Although a compression strength test of the render may not be necessary in case of structural infill method (straw bales are non-loadbearing), it is still useful to do this test in my opinion (and it is quite fun to do).
I used the following method to determine which render was the strongest under compression. All tests samples had no reinforcement in them (ie. straw, hair or monofilament – pure clay/lime/sand).
Take a long flat piece of timber that is stable when laid flat on the floor and lifted on one end. You are going to put render samples on one end and the other end is still resting on a flat surface / ground. Before you put a sample of render under one end of the timber, inspect it and make them roughly all the same size (rub over paver to shave of a little) and have two flat surfaces at top and bottom. Put the sample under the timber and start stacking bricks one at the time directly above the sample. Use the same method of stacking for each sample and keep the bricks in the same location directly above the sample. Keep stacking until the sample crumbles to bits. Count the number of bricks that the sample was able to support (don’t count the one that broke the camel’s back). I used bricks of about 4kg and have had samples that supported 16 bricks (some didn’t even support the timber by itself without bricks)!
Test the render with a garden hose by pointing the water stream directly at the render. I know this will probably never happen in real life, but some showers in Perth are real down pours and can last for quite a long time. It is primarily the “driving” rain that you are simulating with this test. Rain coming straight down is less of a worry if you install eaves…
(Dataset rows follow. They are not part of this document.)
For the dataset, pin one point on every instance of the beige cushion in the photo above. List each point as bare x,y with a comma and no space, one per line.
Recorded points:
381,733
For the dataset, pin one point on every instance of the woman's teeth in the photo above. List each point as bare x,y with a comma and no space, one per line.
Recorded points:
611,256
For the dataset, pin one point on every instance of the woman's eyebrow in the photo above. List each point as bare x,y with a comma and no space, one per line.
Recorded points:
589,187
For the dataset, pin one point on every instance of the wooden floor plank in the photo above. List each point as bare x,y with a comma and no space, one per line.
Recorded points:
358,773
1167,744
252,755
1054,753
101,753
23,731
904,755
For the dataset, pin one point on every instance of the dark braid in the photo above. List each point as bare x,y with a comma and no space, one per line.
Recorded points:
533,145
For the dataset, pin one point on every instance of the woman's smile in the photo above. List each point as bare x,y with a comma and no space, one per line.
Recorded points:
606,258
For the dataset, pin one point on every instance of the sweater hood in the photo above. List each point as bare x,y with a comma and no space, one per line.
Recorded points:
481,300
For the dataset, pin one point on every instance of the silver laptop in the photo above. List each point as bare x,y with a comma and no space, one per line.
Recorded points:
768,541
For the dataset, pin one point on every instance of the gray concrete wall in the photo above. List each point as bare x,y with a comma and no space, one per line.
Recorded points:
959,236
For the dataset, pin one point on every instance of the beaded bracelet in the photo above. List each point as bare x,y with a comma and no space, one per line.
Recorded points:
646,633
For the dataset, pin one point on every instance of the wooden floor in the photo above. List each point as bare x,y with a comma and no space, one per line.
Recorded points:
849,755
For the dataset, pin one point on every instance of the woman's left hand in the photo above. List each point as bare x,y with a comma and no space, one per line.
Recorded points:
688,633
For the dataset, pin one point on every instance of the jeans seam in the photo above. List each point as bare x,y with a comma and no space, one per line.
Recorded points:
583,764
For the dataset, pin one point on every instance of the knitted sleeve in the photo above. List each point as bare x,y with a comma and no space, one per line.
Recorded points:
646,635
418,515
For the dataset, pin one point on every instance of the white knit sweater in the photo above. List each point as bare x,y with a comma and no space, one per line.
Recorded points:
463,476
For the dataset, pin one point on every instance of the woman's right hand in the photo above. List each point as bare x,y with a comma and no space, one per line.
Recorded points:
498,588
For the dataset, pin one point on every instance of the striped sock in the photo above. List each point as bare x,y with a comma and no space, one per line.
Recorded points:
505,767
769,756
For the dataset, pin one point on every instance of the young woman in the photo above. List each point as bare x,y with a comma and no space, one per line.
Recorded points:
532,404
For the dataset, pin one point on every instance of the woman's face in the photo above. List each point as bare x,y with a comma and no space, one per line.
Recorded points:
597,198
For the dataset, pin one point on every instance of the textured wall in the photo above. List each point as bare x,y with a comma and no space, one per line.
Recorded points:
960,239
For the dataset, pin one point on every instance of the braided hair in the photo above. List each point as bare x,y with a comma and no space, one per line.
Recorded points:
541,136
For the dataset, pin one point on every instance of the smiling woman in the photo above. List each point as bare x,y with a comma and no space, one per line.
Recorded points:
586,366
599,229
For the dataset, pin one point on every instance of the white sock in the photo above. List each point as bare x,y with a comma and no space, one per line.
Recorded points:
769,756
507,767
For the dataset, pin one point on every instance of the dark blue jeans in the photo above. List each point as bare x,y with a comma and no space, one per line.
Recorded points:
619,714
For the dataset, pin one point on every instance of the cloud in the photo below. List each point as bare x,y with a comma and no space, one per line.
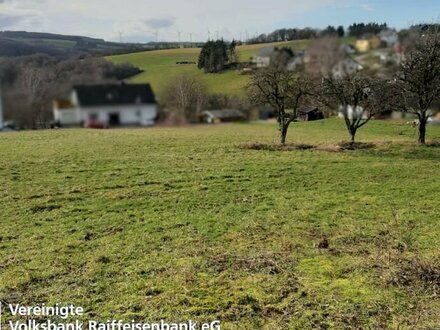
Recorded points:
10,20
159,23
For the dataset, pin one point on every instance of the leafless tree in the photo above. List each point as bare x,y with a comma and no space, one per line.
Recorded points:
358,97
418,82
285,91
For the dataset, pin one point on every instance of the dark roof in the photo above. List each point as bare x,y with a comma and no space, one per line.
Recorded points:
95,95
307,109
225,113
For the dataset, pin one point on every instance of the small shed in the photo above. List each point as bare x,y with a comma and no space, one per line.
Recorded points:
310,113
222,116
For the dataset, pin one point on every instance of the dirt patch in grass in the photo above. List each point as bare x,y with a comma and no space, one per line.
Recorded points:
276,147
342,146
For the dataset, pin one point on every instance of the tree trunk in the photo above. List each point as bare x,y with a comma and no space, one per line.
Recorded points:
422,131
352,132
283,129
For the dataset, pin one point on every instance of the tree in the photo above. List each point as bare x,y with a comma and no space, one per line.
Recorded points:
359,98
418,82
281,89
214,56
324,54
186,97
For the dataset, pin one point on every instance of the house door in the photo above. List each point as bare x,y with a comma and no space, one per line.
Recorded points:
114,119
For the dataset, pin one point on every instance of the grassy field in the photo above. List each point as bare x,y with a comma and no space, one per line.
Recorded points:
182,223
160,67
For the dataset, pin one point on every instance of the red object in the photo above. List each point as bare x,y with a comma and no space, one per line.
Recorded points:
94,125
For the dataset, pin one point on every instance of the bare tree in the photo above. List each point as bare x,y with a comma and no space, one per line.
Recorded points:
418,82
281,89
358,97
186,96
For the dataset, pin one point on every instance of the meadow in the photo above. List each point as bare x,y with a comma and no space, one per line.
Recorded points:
182,223
160,67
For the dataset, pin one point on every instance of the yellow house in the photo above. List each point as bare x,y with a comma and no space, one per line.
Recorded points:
362,45
366,44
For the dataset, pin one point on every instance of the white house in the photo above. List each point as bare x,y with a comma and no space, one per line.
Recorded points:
345,67
107,106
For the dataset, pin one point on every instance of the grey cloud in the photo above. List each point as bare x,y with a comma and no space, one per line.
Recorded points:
11,20
159,23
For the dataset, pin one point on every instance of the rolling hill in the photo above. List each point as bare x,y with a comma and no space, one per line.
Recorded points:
160,66
21,43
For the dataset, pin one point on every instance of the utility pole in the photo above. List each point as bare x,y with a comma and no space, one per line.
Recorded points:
179,38
1,105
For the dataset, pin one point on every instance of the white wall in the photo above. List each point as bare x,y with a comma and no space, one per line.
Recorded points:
140,114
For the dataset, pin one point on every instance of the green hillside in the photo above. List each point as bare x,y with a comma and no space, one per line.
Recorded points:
160,67
182,224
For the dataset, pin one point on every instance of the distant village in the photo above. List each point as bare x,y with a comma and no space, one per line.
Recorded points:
119,104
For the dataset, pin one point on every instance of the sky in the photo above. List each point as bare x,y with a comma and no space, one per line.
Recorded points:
196,20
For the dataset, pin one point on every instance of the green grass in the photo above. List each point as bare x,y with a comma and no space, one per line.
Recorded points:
181,223
160,67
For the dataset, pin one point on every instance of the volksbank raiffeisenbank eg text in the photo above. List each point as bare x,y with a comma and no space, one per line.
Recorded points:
60,317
In my tests I found pure clay renders are very soft and extremely easy to remove pointing a garden hose at it. Apply lime render to it, and it is a lot harder. Give it a limewash (with some riceflour paste) and you need to point at it for quite a while before the render is affected. However, I still need to do more testing on the second and final coats of the render and right now I am leaning towards using a penetrating sealer (like they use on limestone), which is permeable and still allows water vapor to pass through, but is waterproof (ie. water droplets can’t get through). More on this will follow later.
5. Test results
You can find a results of some testing that I have done using the above methods here – render tests – jan 2012 (test plan for base coat). Here is the summary.
|% brickies sand||% clay||% actigel|
|base coat:||75% (incl 10% clay!)||25%||0.1%|
6. Local resources
Most ingredients are Clay (unlike lime) is not very easy to get hold of in WA. Here are some sources that you might want to try:
- Some brick makers have some good clay for rendering but you need to ring around and find your way around the receptionists. Ask to talk to people in the lab department that should do the trick. Contact The Green Swing if you are interested in clay from them and we can possibly get you in contact with some people that were extremely helpful to us.
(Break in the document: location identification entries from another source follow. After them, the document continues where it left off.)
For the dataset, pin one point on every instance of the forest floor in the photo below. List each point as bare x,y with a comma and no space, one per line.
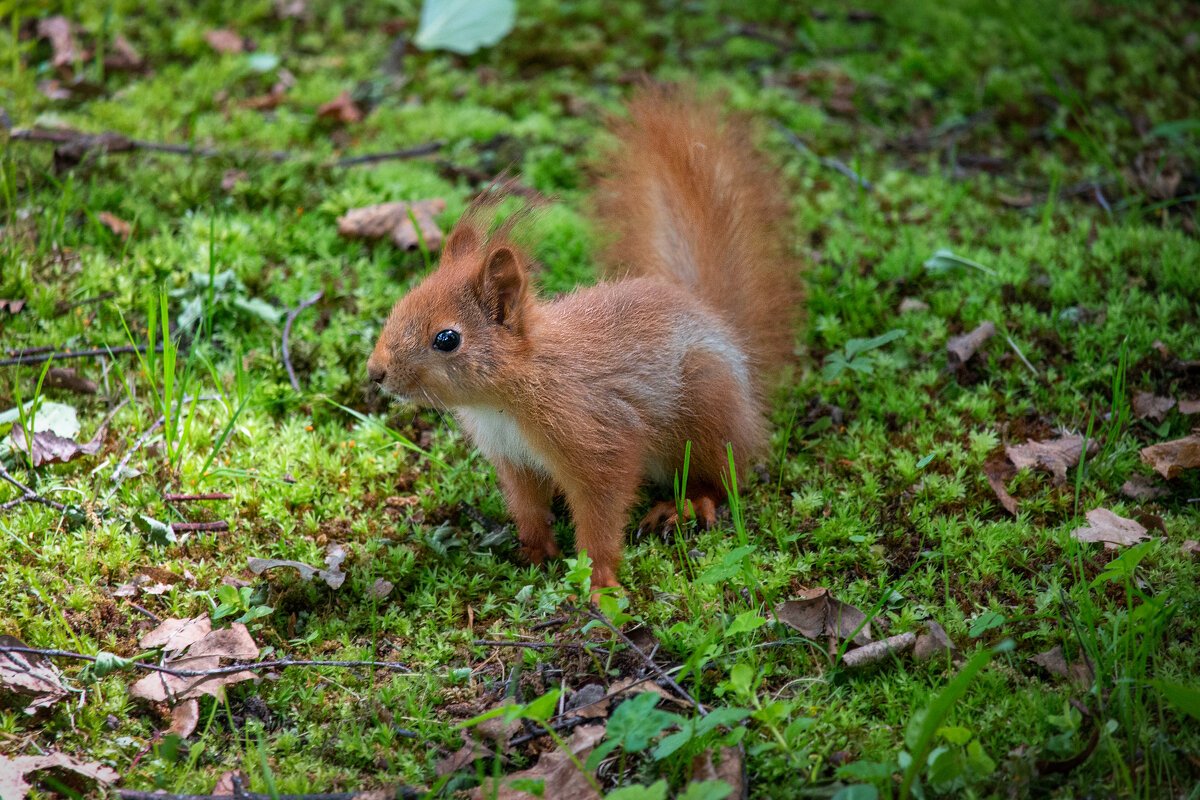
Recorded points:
997,205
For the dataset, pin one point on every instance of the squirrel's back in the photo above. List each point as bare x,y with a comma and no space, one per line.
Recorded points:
693,202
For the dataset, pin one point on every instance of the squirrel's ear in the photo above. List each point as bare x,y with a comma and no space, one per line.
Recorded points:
502,284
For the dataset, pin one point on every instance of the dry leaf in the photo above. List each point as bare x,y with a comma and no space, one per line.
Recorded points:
225,41
997,470
390,220
1143,487
816,612
1111,529
1170,458
13,770
49,447
933,643
879,650
1156,408
31,675
123,55
115,224
731,770
961,348
58,30
556,769
184,719
341,109
1055,662
66,378
1055,456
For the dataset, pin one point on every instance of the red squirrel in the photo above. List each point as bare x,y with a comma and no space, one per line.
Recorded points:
592,394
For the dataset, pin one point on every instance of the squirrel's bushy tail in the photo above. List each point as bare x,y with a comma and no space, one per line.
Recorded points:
691,199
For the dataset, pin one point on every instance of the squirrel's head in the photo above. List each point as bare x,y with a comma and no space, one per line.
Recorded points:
448,341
- You may be able to get access to Kaolin clay which is a beautiful, pure and very fine kaolin clay.
- To do a proper render test, you need some bales to test the render on. Allan Fowler (our supplier) also supplies CityFarmers shops around Perth with straw bales. Straw from 2011 (harvested and baled early 2012) were of a superior quality (we have been told …). We were lucky!
- If you are interested in doing something different with your render, there is the option of using Tadelakt. An absolutely beautiful waterproof (but permeable) finish. Contact ConcreteMode for more information
- If you are interested in using “Attapulgite” (or Actigel as it is commonly known) contact Active Minerals. They are a Queensland based company.